Public Act 96-234 created the Municipal Employees Health Insurance Program (MEHIP) for the purpose of making affordable managed health insurance coverage available to all municipal employers. 

MEHIP is a voluntary program that allows each employee to select from four of the health plans offered to State employees: Anthem Blue Cross and Blue Shield of Connecticut, ConnectiCare, MedSpan, and Physicians Health Services. MEHIP has been offered to municipal groups since 1998. Since that time, eligibility has been extended to Community Action Agencies, fire districts and transit districts. 

In the 2001 General Assembly session, the Comptroller submitted a bill that would extend eligibility for the program to not-for-profit organizations. The purpose of the initiative is to offer affordable quality health care coverage to non-profit organizations that are designated 501(c)(3) by the Internal Revenue Service.

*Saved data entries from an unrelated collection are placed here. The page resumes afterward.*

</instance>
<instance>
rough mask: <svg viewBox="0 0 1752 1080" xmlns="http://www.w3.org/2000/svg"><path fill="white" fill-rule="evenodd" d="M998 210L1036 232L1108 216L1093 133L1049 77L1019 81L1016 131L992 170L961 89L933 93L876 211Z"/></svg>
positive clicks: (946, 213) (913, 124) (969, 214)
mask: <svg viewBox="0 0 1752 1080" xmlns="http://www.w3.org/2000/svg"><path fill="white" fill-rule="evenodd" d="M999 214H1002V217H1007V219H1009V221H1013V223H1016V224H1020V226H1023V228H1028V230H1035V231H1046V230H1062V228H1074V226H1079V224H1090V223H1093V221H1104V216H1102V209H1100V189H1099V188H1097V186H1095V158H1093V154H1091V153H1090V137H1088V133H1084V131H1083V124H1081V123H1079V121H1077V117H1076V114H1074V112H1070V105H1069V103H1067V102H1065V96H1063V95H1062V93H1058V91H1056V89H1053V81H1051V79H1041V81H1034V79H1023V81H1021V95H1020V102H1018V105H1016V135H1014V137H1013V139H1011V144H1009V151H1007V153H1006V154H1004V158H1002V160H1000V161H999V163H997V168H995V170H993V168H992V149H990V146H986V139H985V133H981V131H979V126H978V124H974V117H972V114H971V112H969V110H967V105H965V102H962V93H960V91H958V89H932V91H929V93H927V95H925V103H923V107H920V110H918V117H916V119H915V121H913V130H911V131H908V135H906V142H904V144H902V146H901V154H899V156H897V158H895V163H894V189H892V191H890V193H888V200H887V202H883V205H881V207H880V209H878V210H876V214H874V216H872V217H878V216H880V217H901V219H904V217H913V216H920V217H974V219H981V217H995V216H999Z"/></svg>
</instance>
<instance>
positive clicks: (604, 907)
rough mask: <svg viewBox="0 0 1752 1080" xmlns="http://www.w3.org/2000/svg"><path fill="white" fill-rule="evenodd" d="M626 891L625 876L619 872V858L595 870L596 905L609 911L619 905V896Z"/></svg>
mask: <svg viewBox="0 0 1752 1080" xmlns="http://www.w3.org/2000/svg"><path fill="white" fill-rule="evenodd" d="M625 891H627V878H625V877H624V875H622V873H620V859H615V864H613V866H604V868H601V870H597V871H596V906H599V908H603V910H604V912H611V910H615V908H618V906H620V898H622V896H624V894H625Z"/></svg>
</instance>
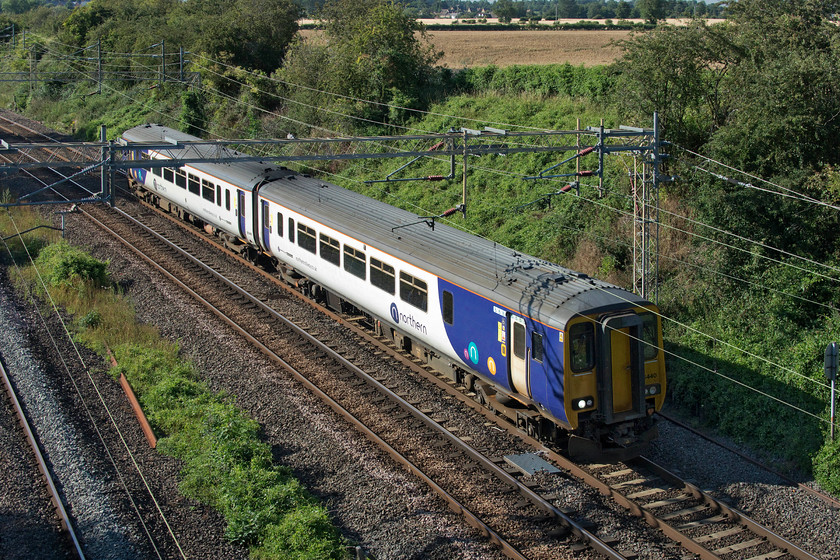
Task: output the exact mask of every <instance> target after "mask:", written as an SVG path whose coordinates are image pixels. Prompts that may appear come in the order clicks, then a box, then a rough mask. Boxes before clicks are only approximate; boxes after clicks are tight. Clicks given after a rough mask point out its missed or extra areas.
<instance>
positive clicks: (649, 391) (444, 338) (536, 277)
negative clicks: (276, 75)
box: [121, 124, 666, 460]
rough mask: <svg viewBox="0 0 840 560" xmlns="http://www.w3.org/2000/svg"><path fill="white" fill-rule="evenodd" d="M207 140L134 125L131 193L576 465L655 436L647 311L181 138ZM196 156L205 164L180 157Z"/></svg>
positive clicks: (663, 368)
mask: <svg viewBox="0 0 840 560" xmlns="http://www.w3.org/2000/svg"><path fill="white" fill-rule="evenodd" d="M199 141H201V139H199V138H197V137H195V136H192V135H189V134H185V133H183V132H180V131H178V130H175V129H172V128H168V127H165V126H161V125H156V124H146V125H141V126H137V127H134V128H131V129H129V130H126V131H125V132H124V133H123V135H122V142H121V143H123V144H124V145H125V146H127V149H128V150H130V152H131V155H130V156H129V157H130V158H131V159H132V160H133V161H138V163H137V167H133V166H132V167H131V168H130V169H129V171H128V177H129V185H130V187H131V188H132V189H133V190H134V191H135V192H136V193H137V194H138V195H139V196H140V197H142V198H143V199H145V200H146V201H148V202H150V203H152V204H155V205H157V206H159V207H161V208H162V209H163V210H165V211H168V212H172V213H174V214H177V215H178V216H180V217H181V218H183V219H184V220H187V221H189V222H192V223H193V224H195V225H197V226H199V227H203V228H205V229H206V230H207V231H208V232H209V233H212V234H213V235H216V236H217V237H218V238H219V239H220V241H221V242H222V243H223V244H224V245H225V246H226V247H228V248H229V249H231V250H234V251H236V252H237V253H239V254H240V255H242V256H243V257H246V258H248V259H249V260H250V261H253V262H264V263H267V264H270V265H272V266H273V267H274V269H275V270H276V271H277V273H278V275H279V276H280V277H281V278H282V279H283V280H285V281H286V282H289V283H290V284H293V285H294V286H297V287H298V288H299V289H300V290H301V291H303V292H304V293H305V294H307V295H308V296H309V297H312V298H314V299H317V300H319V301H320V302H322V303H324V304H325V305H326V306H328V307H330V308H332V309H334V310H338V311H343V312H348V313H354V314H358V315H359V316H360V317H364V318H366V319H367V320H368V321H369V323H370V324H371V325H372V326H373V328H374V329H375V330H376V331H377V333H379V334H382V335H384V336H387V337H389V338H390V339H391V340H392V341H393V342H394V343H395V344H396V345H397V346H399V347H400V348H401V349H403V350H404V351H405V352H408V353H410V354H411V355H413V356H415V357H416V358H417V359H418V360H420V361H421V362H423V363H425V364H428V365H429V366H430V367H432V368H434V369H436V370H437V371H439V372H441V373H443V374H444V375H446V376H448V377H449V378H450V379H451V380H452V381H453V382H455V383H458V384H463V385H464V386H465V388H466V389H467V390H468V391H470V392H472V393H473V394H474V395H475V397H474V398H475V399H476V400H478V401H479V402H481V403H482V404H483V405H485V406H487V407H489V408H492V409H493V410H495V411H496V412H497V413H499V414H502V415H504V416H506V417H507V418H508V419H510V421H511V422H513V423H514V424H516V425H517V426H519V427H520V428H521V429H523V430H524V431H526V432H527V433H528V434H529V435H532V436H534V437H537V438H540V439H542V440H547V441H549V442H555V443H557V444H558V445H559V446H560V447H561V448H563V449H566V450H567V451H568V453H569V454H570V455H572V456H574V457H577V458H580V459H582V460H610V459H615V460H623V459H626V458H630V457H633V456H635V455H638V454H639V453H641V452H642V451H643V450H644V449H645V448H646V447H647V446H648V445H649V443H650V442H651V441H653V440H654V439H655V438H656V435H657V433H656V431H657V430H656V422H655V418H654V413H655V412H656V411H658V410H660V409H661V407H662V405H663V401H664V399H665V392H666V374H665V362H664V351H663V345H662V326H661V317H660V314H659V311H658V309H657V307H656V305H654V304H653V303H652V302H650V301H647V300H645V299H644V298H642V297H639V296H638V295H636V294H634V293H632V292H630V291H626V290H624V289H621V288H619V287H617V286H614V285H611V284H608V283H606V282H603V281H600V280H597V279H595V278H592V277H589V276H587V275H586V274H583V273H580V272H575V271H573V270H570V269H567V268H565V267H562V266H559V265H557V264H554V263H551V262H548V261H546V260H543V259H540V258H537V257H534V256H530V255H527V254H524V253H522V252H520V251H516V250H514V249H511V248H508V247H505V246H502V245H500V244H498V243H495V242H493V241H491V240H488V239H486V238H483V237H480V236H476V235H472V234H470V233H468V232H465V231H462V230H460V229H457V228H455V227H452V226H449V225H447V224H445V223H441V222H437V223H435V222H434V221H431V222H430V221H429V220H427V219H425V220H424V219H419V218H418V216H417V215H415V214H412V213H411V212H408V211H405V210H402V209H399V208H396V207H394V206H391V205H389V204H386V203H384V202H381V201H378V200H375V199H372V198H369V197H367V196H365V195H363V194H360V193H357V192H355V191H352V190H349V189H345V188H343V187H340V186H338V185H336V184H333V183H329V182H326V181H323V180H321V179H319V178H316V177H312V176H309V175H307V174H303V173H300V172H297V171H294V170H291V169H288V168H286V167H284V166H280V165H277V164H272V163H265V162H261V161H254V160H253V158H251V159H248V160H247V161H242V162H237V161H235V159H234V161H232V162H231V161H228V162H224V163H214V162H212V160H214V159H216V158H218V153H219V152H218V148H217V147H214V146H208V145H197V144H192V145H183V144H180V143H181V142H199ZM170 145H171V147H170ZM187 159H190V160H193V161H194V160H198V159H206V160H208V162H207V163H179V162H178V160H187ZM243 159H246V158H244V157H243ZM166 160H172V161H173V164H172V165H169V166H168V165H166V163H165V162H166Z"/></svg>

A number of studies indicate that those not-for-profit businesses are typically small in size and are unable to offer insurance to its employees. Because these businesses cannot spread risk and administrative costs over a large number of workers, they have relatively little bargaining power with insurers. Therefore, these businesses are likely to pay higher premiums and experience steeper rate increases. Also, if a non-profit is able to offer coverage, the low wage earners that they typically employ often cannot afford the high cost of the premiums and so remain uninsured. 

There would be minimal fiscal impact on the state from this program because most of the administrative costs are borne by the program's participants.